Derselbe Vorwurf nun, der einen Naturforscher treffen würde, der es wagt, einen Elephanten und eine Maus, oder einen Pavian und einen Walfisch in verwandschaftliche Beziehung zu bringen, trifft den Verfasser des Aufsatzes „Die Ovaheró“, wenn er Zeus und (Zui-goab) Tsűï-ǁgoab identificiren will. Man kann nicht zwischen Worten, die den agglutinirenden und flectirenden Sprachen angehören, Wurzelvergleichung anstellen. Doch auch diese Unmöglichkeit will ich Herrn Josaphat Hahn belassen, und er befindet sich dennoch betreffs seiner Zeus-Zűï-ǁgoab-Etymologie in großem Irrthum. Das Griechische Zeus und das Sanskritische Dyaus sind identisch und haben die gemeinsame Wurzel div, welche glänzen, strahlen bedeutet, demnach ist Dyaus oder Zeus der „Glänzende“, „Strahlende“. (Vergl. Dr. Max. Müller, Vorlesungen über die Wissenschaft der Sprache, deutsch von Dr. Carl Böttger. Leipzig 1866. II. Serie. Vorlesung X. p. 386 ff. Jupiter, der höchste Arische Gott.)

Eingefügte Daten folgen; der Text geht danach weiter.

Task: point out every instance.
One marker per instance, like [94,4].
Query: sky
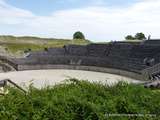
[99,20]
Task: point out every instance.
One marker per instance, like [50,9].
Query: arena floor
[42,78]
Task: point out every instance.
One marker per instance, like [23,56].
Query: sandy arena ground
[42,78]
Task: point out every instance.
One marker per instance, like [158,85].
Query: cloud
[99,23]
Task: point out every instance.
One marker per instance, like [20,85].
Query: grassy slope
[16,44]
[80,101]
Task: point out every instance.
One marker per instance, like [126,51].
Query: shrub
[78,35]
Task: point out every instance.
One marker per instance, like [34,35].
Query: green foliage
[78,35]
[81,100]
[140,36]
[14,44]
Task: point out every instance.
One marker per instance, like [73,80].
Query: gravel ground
[42,78]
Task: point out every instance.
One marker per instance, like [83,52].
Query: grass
[80,100]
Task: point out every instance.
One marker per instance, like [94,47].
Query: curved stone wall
[118,58]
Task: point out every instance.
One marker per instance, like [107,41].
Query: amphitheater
[128,60]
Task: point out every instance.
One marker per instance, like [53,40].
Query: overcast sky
[99,20]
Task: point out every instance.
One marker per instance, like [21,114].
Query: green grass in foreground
[80,101]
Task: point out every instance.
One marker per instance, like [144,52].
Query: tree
[129,37]
[140,36]
[78,35]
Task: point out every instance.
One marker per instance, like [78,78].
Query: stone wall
[87,68]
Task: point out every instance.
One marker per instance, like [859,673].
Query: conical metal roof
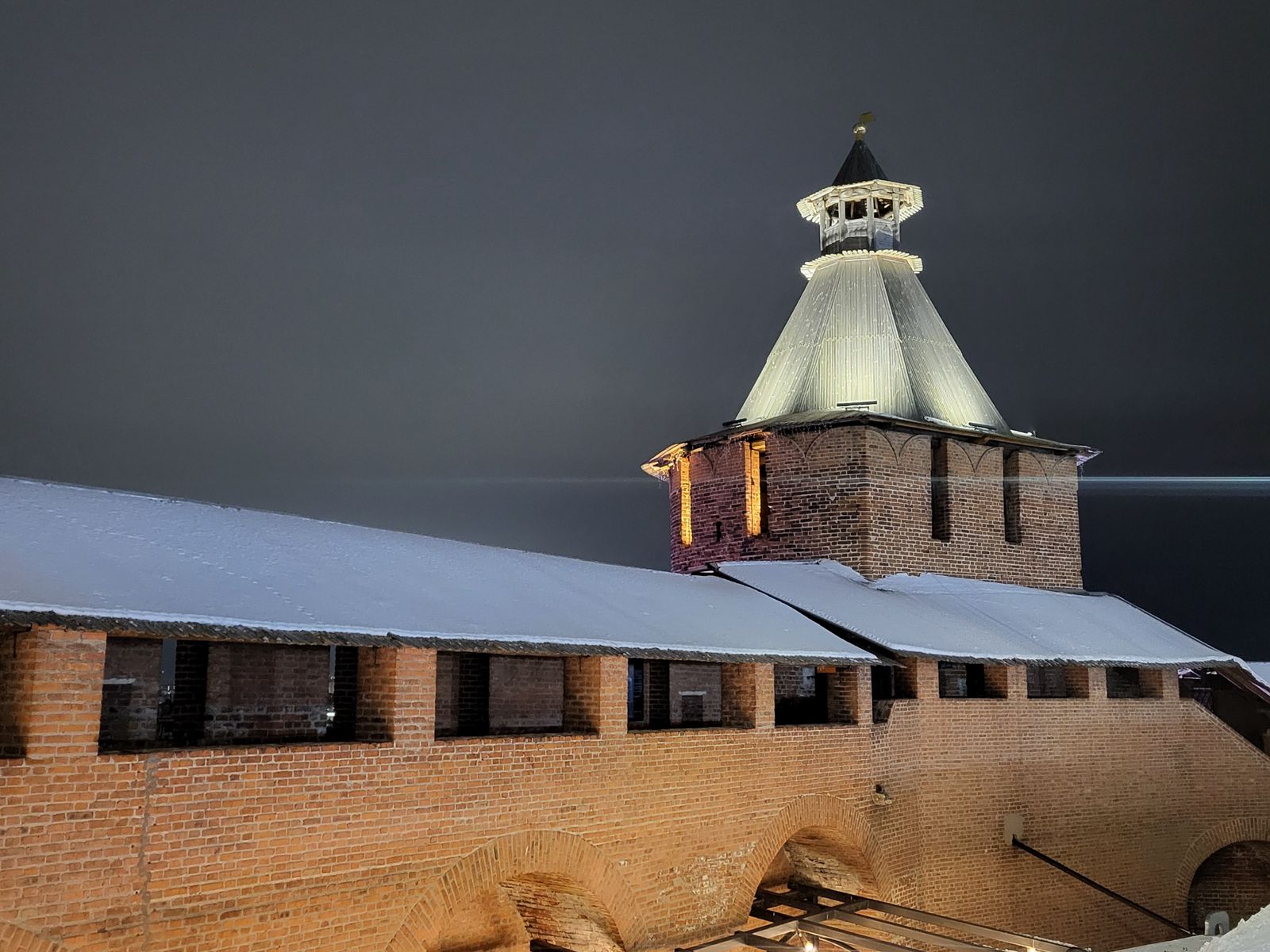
[859,167]
[865,333]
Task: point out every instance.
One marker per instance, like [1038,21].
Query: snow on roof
[105,555]
[1260,670]
[939,616]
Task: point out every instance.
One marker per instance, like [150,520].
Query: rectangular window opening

Der Hottentotische Tsű-ï-ǁgoa-b aber strahlt nicht, wenngleich ein spitzfindiger Casuist anführen möchte, er schmiere sich nach Sitte des Hottentoten mit Fett ein. Der Name zerfällt in zwei Stoffwörter. Tsű, auch mundartlich Tsu, zű, zu, tu oder ti und ǁgoa, ǁkoa, oder ǁkhoa und ǁkhõa. Das erstere bedeutet „schmerzlich“ und tsű-ï heißt demnach: schmerzlich-seiend d. h. wund. ǁGoa dagegen bedeutet „knieen“, und ǁgoa-b bedeutet knieen-er d. h. das Knie. Demnach heißt Tsűï-ǁgoab „Wundknie“, und wie Appleyard in seiner obenangeführten Kafirgrammatik p. 13 richtig bemerkt, erzählen die Hottentoten, daß Tsűï-ǁgoab ein alter berühmter Zauberdoctor (nach andern ein Häuptling) gewesen sei, welcher seinen bösen Feind erlegt, von diesem aber einen Schlag an das Kniee erhalten habe, woher er den Namen „Wundknie“ bekommen habe.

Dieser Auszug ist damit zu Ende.